Employment Regulations, Labour Supply, and Workforce Composition

Differences in employment regulation did not appear to have a substantial direct impact on the way work was organized, notwithstanding its relevance for other aspects of job quality and the potential to exert indirect influence. The main observable effect was in the UK in relation to less regulation of selfemployment and contractual hours which enabled employers to use more casual employment. The rapid expansion in the use of self-employment contracts for personal training in the private fitness industry and the widespread use of casual contracts and small part-time jobs for vocational teachers were often associated with a process of workforce segmentation creating narrower positions with fewer responsibilities. In cafes, the ease of hire-and-fire, along with variable hours contracts, allowed managers more scope to control and discipline workers than would have been possible if workers were harder to dismiss or had fixed hours.

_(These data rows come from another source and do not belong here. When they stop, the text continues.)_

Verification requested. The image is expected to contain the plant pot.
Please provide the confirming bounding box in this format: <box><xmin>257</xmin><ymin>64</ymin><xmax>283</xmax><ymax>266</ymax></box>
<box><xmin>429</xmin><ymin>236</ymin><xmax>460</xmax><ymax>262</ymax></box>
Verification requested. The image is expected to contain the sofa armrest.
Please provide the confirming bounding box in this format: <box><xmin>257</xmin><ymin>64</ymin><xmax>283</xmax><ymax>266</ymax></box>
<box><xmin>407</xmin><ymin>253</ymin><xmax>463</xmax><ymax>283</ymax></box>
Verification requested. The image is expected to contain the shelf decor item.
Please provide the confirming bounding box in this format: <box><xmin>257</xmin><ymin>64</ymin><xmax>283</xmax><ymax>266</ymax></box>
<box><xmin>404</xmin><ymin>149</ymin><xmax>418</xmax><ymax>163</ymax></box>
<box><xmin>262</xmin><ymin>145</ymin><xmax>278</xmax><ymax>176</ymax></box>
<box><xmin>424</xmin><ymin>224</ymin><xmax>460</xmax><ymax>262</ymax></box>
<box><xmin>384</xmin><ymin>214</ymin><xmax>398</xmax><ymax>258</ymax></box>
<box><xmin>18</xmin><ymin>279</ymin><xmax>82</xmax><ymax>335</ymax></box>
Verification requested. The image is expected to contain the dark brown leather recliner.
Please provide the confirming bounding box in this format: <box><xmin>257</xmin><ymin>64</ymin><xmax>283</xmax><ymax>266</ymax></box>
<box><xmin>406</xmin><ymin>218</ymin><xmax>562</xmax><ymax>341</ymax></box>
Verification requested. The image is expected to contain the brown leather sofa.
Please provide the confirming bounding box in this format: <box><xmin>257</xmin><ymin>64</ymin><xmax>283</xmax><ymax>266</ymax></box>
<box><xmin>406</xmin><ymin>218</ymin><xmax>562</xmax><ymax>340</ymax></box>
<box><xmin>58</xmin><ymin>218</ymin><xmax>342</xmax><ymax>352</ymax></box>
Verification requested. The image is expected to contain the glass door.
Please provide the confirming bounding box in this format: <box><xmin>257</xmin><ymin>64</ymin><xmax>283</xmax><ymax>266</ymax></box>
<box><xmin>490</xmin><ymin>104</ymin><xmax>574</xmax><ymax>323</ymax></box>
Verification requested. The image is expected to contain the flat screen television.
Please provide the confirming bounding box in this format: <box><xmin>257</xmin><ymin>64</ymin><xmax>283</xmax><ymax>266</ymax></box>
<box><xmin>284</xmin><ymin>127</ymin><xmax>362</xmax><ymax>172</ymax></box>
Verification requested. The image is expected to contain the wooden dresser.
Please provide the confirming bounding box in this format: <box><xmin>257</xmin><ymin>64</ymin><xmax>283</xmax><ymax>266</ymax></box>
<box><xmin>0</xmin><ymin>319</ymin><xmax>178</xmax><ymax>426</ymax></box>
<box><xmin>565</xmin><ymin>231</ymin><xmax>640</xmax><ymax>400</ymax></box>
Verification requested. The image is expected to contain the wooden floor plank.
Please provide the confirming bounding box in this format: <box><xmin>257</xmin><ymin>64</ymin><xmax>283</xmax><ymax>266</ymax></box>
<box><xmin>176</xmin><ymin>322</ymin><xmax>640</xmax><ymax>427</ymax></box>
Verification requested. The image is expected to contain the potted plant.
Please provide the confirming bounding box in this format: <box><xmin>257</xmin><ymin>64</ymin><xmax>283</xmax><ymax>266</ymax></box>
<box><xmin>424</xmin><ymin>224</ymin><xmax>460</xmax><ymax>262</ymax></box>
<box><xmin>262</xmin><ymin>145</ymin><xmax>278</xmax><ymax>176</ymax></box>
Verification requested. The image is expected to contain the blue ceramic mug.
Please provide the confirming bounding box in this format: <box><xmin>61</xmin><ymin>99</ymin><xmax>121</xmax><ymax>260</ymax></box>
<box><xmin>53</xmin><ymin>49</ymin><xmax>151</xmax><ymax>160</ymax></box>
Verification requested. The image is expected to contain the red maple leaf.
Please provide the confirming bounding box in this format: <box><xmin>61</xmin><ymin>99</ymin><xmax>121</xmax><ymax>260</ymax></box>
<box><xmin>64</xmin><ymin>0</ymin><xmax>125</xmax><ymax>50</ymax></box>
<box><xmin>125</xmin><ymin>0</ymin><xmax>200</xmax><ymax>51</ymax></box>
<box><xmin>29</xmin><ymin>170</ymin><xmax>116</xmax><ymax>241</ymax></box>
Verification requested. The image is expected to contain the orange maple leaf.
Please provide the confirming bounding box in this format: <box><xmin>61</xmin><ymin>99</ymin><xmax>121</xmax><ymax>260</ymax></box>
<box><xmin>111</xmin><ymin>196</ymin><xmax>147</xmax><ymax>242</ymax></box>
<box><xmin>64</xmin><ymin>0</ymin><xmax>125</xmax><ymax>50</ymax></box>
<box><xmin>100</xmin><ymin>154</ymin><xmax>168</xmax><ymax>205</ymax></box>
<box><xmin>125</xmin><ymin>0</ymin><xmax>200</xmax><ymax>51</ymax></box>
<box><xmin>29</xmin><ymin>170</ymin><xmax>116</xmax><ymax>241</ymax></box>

Another factor to be considered is labour supply and workforce composition. In the cafe case studies, migrant workers were more extensively employed in Norway than in the UK and France, although in Norway's case these were predominantly young women from neighbouring Sweden. This finding may partly be due to the regions where the research was undertaken, which in the case of France and the UK did not include the capital cities. There are, however, important national differences in workforce composition which lend some support to Carre and Tilly's (2012) argument that factors in the 'reproductive sphere', such as the affordability of childcare and the education system, can play an important role in shaping who does low-end jobs. In the

UK cafe sector, the presence of substantial numbers of working-class mature women with low or no qualifications, who have worked in the sector for many years, is not found in Norway, where the job is overwhelmingly undertaken by female students and migrants. In France, those working in cafes are mainly young men and women who are passing through these jobs either as students or as a step on the ladder to better positions in the industry or wider labour market.

Students and those taking a break from their studies are important sources of labour for the cafe sector in all three countries as well as for the fitness industry in Norway. A plentiful supply of student labour undermines pressure on employers to raise pay levels in France and the UK, where there also remains a substantial non-student workforce in these sectors. In Norway, cafe worker and fitness instructor are jobs dominated by students looking for temporary employment. As a result, there is little pressure to pay a higher wage, join a trade union, create qualification standards, or develop career paths. This deployment of young people in what they consider to be temporary positions creates problems in terms of union organization and appears to limit both individual and wider societal concerns about the quality of employment. This position contrasts with other low-end jobs, such as cleaning in Norway, where full-time, older, mostly female workers are employed, and unions have successfully campaigned for improvements (Torvatn 2011).